Да, сама по себе труба — частность. Это надо сразу сказать. Но, проверяя «все факты», я узнал, что, пока строились велико­лепные корпуса, проект менялся по меньшей мере трижды. В 1964 году строители получили 176 листов монтажных черте­жей, из которых, как писалось в акте, «было 123 случая аннули­рования и 168 случаев дополнения». Переделки по всем объек­там продолжались и в 1965 году, и в 1966-м. «Из-за изменения конструкции ошиновки, — читал я в другом акте, — имели ме­сто бросовые работы на сумму 90 тысяч рублей». Сам этот тер­мин — бросовые — стал привычен на стройке. Бросовые кон­струкции, бросовые плиты, колонны, панели: пока их сделали по чертежам, пока смонтировали, чертежи изменились. Этих неликвидов скопилось по всему Братскгэсстрою — на 1 мил­лион рублей.

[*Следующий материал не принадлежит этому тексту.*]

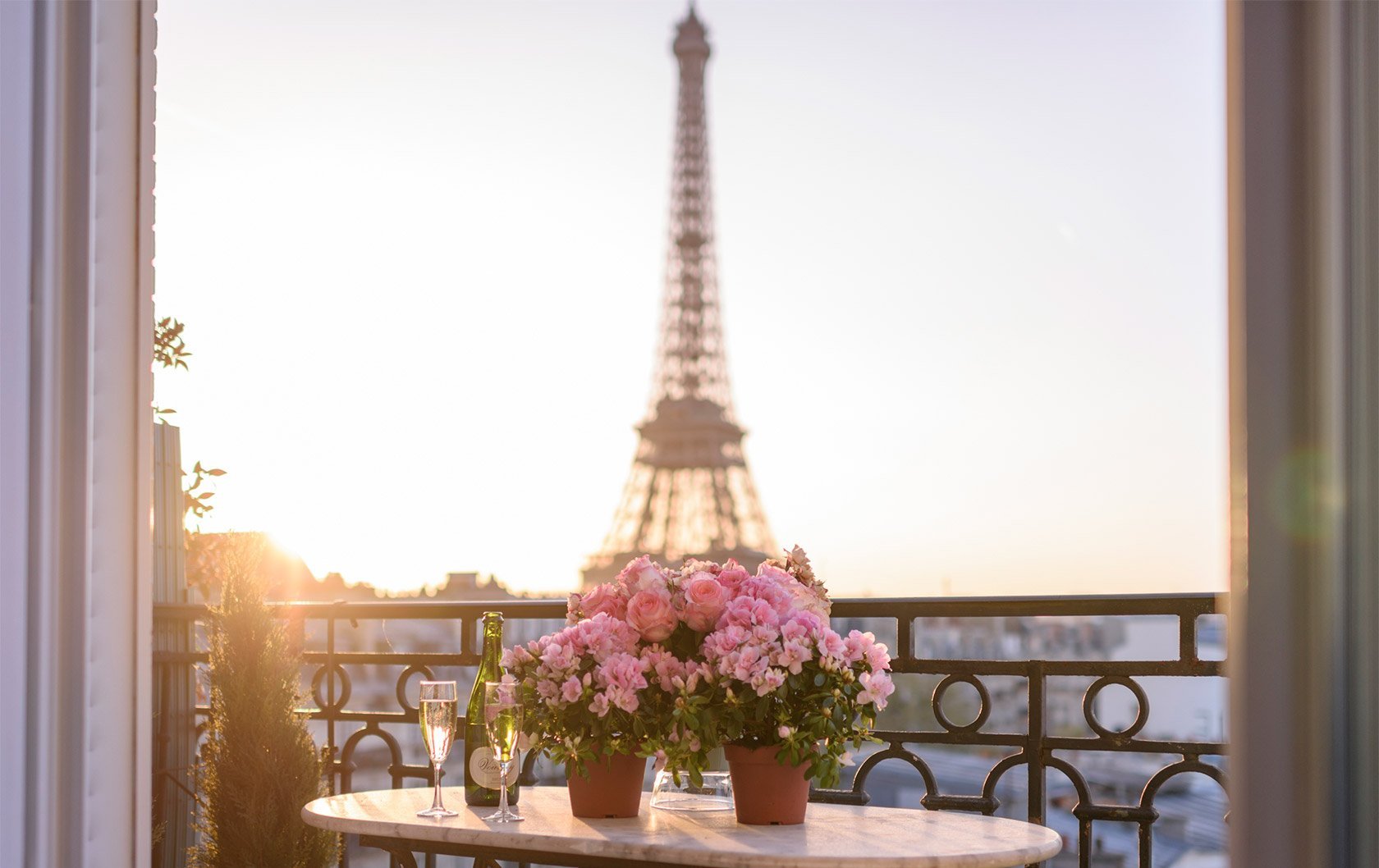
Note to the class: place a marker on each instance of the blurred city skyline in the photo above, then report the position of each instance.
(971, 265)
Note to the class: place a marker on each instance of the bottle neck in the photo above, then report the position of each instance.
(492, 653)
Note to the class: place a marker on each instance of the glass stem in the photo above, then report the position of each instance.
(502, 787)
(436, 803)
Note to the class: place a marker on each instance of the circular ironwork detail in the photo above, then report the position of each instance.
(346, 687)
(983, 711)
(401, 685)
(1141, 715)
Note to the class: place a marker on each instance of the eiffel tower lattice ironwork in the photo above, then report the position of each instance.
(690, 492)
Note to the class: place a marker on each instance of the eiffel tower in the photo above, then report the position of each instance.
(690, 492)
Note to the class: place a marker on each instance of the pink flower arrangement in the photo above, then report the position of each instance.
(675, 661)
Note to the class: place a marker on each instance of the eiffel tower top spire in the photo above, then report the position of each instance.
(690, 492)
(691, 363)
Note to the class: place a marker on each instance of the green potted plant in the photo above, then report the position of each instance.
(259, 765)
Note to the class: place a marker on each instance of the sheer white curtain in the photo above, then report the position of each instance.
(75, 432)
(1303, 107)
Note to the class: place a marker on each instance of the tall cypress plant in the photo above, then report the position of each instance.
(259, 765)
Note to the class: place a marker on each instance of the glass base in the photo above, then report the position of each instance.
(436, 811)
(716, 793)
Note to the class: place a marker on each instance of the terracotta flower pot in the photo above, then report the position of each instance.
(612, 790)
(764, 793)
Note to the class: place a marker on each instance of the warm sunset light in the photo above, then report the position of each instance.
(971, 277)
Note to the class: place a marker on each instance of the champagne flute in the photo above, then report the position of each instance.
(502, 720)
(438, 717)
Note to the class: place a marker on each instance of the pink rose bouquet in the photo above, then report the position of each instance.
(675, 661)
(786, 679)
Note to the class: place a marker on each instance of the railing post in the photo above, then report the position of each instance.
(1034, 747)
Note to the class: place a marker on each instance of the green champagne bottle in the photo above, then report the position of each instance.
(482, 772)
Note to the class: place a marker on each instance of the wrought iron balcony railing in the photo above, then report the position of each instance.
(1036, 671)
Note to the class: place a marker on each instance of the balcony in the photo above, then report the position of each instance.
(1004, 706)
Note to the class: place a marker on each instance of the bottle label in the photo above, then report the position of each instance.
(483, 769)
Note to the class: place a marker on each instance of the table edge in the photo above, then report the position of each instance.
(482, 838)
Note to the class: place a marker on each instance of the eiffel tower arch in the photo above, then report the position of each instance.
(690, 492)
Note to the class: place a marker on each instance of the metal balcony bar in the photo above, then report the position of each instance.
(896, 620)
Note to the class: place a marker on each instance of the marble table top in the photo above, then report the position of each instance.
(831, 834)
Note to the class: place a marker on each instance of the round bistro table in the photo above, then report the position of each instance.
(551, 835)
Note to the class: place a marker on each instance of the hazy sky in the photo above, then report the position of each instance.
(971, 261)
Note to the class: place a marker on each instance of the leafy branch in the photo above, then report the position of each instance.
(198, 503)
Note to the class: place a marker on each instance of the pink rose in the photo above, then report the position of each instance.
(732, 575)
(604, 600)
(705, 601)
(653, 614)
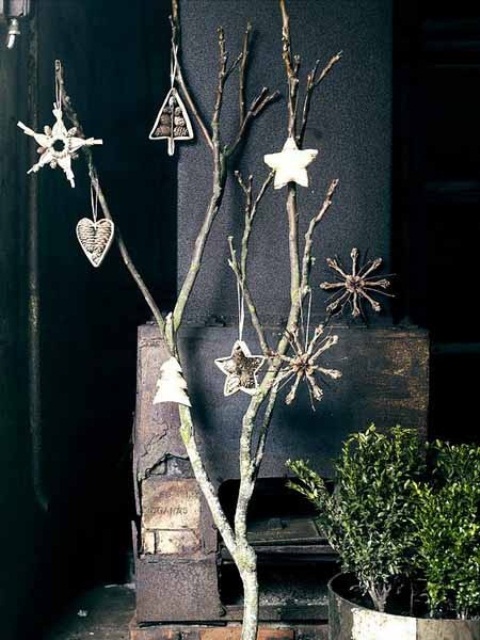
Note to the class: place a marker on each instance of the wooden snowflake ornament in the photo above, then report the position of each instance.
(58, 145)
(241, 369)
(290, 164)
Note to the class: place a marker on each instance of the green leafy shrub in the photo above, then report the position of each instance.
(448, 530)
(368, 518)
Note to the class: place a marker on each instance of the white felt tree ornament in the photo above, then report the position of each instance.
(58, 145)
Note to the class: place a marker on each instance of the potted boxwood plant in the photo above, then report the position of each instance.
(403, 516)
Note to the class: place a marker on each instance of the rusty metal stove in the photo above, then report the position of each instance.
(185, 580)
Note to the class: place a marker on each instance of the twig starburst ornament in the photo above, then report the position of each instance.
(58, 145)
(172, 122)
(290, 164)
(95, 236)
(356, 287)
(303, 365)
(171, 385)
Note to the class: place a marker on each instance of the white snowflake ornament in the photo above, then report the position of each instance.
(290, 164)
(58, 145)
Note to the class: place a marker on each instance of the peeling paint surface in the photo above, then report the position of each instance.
(368, 625)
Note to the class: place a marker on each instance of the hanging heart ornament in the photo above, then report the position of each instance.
(95, 238)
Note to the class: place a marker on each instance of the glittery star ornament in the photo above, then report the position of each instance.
(241, 368)
(95, 237)
(290, 164)
(171, 385)
(58, 145)
(172, 122)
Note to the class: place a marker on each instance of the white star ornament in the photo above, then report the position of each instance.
(290, 164)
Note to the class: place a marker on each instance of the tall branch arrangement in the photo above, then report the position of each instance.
(293, 358)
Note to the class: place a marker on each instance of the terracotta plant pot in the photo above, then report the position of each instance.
(351, 621)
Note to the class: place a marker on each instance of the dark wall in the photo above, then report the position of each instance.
(19, 515)
(350, 124)
(68, 331)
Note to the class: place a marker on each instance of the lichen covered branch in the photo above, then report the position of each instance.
(71, 114)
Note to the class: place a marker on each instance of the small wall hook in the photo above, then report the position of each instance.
(13, 32)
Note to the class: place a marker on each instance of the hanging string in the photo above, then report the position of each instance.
(241, 311)
(173, 64)
(94, 196)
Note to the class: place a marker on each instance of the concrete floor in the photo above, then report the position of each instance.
(103, 613)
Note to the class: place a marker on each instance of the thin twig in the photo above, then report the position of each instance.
(307, 250)
(243, 72)
(312, 82)
(258, 105)
(292, 64)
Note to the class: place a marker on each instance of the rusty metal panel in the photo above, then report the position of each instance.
(177, 590)
(171, 517)
(175, 510)
(234, 632)
(156, 434)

Тут уж не скажешь «мелочь», но истинного представления об убытках и эти цифры не дают. Сбит темп, потеряно время — вот главный убыток. Нет порядка — беспорядок тоже дорого стоит. Изрыта вся земля вокруг корпусов, нет дорог, мерзлый грунт (40 000 кубометров) приходится долбить вручную. А все потому, что чертежи подземных коммуникаций, с которых по-умному надо все начинать, приходят почему-то последними и меняются бесконечно.

Вот, скажем, чертеж № 705437, на котором изображена теп­лосеть. Лист вышел некогда из рук проектировщиков красивым и чистым. Потом пошли дополнения. «Исправленному тушью верить». Поверили. Стали рыть траншею, укладывать бетонные лотки. Новая резолюция красными чернилами: «Чертеж № 705437 без индекса «А» не действителен». Выкинули часть лотков, иначе повели трубу, тянули ее, тянули, — уперлись в кабельный канал. Опять переделка: фиолетовый индекс «Б»... «А» и «Б» сидели на трубе. «А» упало, «Б» пропало. Спраши­вается: кто ответит за это безобразие?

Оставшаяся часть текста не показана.